Resurrection…constantly

For many of my friends who are pastors, this is the most demanding week of the year. Holy Week, the week leading up to Easter, includes many extra services such as the traditional foot-washing service on Maundy Thursday, the afternoon observance of the Seven Last Words on Good Friday, the Easter Vigil some churches hold on Saturday, and of course the special services on Easter Sunday.

Other friends belong to churches who are adamantly opposed to referring to this holiday as "Easter" because of its pagan roots, and they prefer to call it "Resurrection Sunday". To be honest, I am still figuring out how to observe the crucifixion and celebrate the resurrection for myself. I love the idea of celebrating resurrection during this time of year when buds are blooming (at least in some parts of the world) and warm air is bringing a refreshing thaw after a long winter. But don't we need resurrection in our lives throughout the whole year? Perhaps we especially need it in the dead of winter or in the scorching heat of summer. 

There is a hymn in the Christian Science Hymnal that ends with this line: "…Every day will be an Easter filled with benedictions new" (hymn 413). I actually like the idea of making every moment an Easter. Some might say that in order to experience resurrection moments, we need to have crucifixion moments, moments when we allow old, inspired ways of thinking and living to die. Galatians chapter 5 speaks to this effort. Verses 24 and 25 say this: "Those who belong to Christ have crucified their old nature with all that it loved and lusted for. If our lives are centered in the Spirit, let us be guided by the Spirit." 

The previous verse of the hymn I mentioned echoes this call to endeavor: "When we turn from earth to Spirit, And from self have won release, Then we see the risen Savior; Then we know his promised peace." Okay, so when or how often do we have to do this? Is this "turning" a one time thing? What if we want resurrection moments to become common in our lives?

When I was reading this week's Christian Science Bible Lesson, a word stood out to me. The word "constantly". I saw it in this passage from Mary Baker Eddy's Science and Health: "If the disciple is advancing spiritually, he is striving to enter in. He constantly turns away from material sense, and looks towards the imperishable things of Spirit" (p. 21). Constantly.
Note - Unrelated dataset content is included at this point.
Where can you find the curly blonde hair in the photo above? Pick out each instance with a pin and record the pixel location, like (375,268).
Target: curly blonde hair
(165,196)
Eddy defines spiritual sense as a "conscious, constant capacity to understand God" (Science and Health, p. 209). And she also says this: "To live so as to keep human consciousness in constant relation with the divine, the spiritual, and the eternal, is to individualize infinite power; and this is Christian Science" (Miscellany, p. 160). 

To keep your thoughts constantly focused on things that are spiritual? This sounds really demanding, maybe even almost impossible. It reminds me of the behest to "pray without ceasing" from I Thessalonians 5:17. For a helpful discussion on this topic, check out a blog post from my friend Sharon (also a Christian Science practitioner) here. Eddy's use of the word "capacity" in the above quote points to the fact that we all have a natural ability to do this. It's not impossible to keep thoughts aligned with the Spirit. The most important thing is the desire to do so. Desire opens doors. 

So, for me, this is what I've decided Holy Week will be about: the endeavor to constantly turn from earth to Spirit. I know it will not be easy. I'm aware that there are constant temptations from which to turn. So many other things to think about. I also know that when I am thinking about things of the Spirit, I feel the deepest peace, clarity, freedom, and joy. I imagine there will be moments this week when my thoughts will move toward contemplating chocolate or attractive men or my judgement of something someone posted on Facebook. But each moment I have the opportunity to move my thoughts to gratitude for God's satisfying goodness, love for others that goes beyond desiring something from them, and appreciation for people's uniqueness even when I don't agree or understand fully. 

And these are what resurrection moments look like. Enjoy them every day.